Our government has acknowledged that we didn’t notify the Pakistanis of the raid until all our aircraft and people were out of their air space, because in the past when they have been informed of raids, the targets disappeared in advance. That really ought to make the administration at least revisit our ties to that country. Yes, we have precious few friends in that part of the world; but I think it’s clear that, by any definition of the term, Pakistan isn’t really an ally.
Much to the chagrin of news outlets, there were no correspondents embedded with the special ops team. However, a resident of Abbottabad live-tweeted about what he saw and heard. Sohaib Athar merged the age-old piece-of-the-picture you get from anyone who stumbles onto a Big Event without knowing what it is with Web 2.0 social networking.

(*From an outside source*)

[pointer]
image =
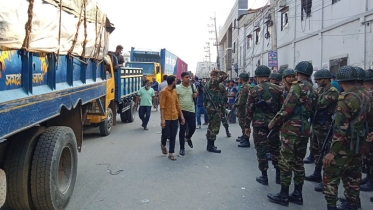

He is now discovering what it is to be a media darling—I’m betting his mobile phone is about to hit melt-down and his ISP is probably crashing with all the emails from global news purveyors wanting to interview him.
Speaking of broadcast media—I’m wondering how long it’ll take the producers of NCIS to air an episode in which the team provides vital support to the Navy SEALS during the raid.
I don’t know whether taking out Bin Laden will ameliorate any of the pain I feel when I think of 11 September. My friend Don was going to take a walk and then lift a glass in honor of all those who have lost in this war against terror. I think he has the right idea.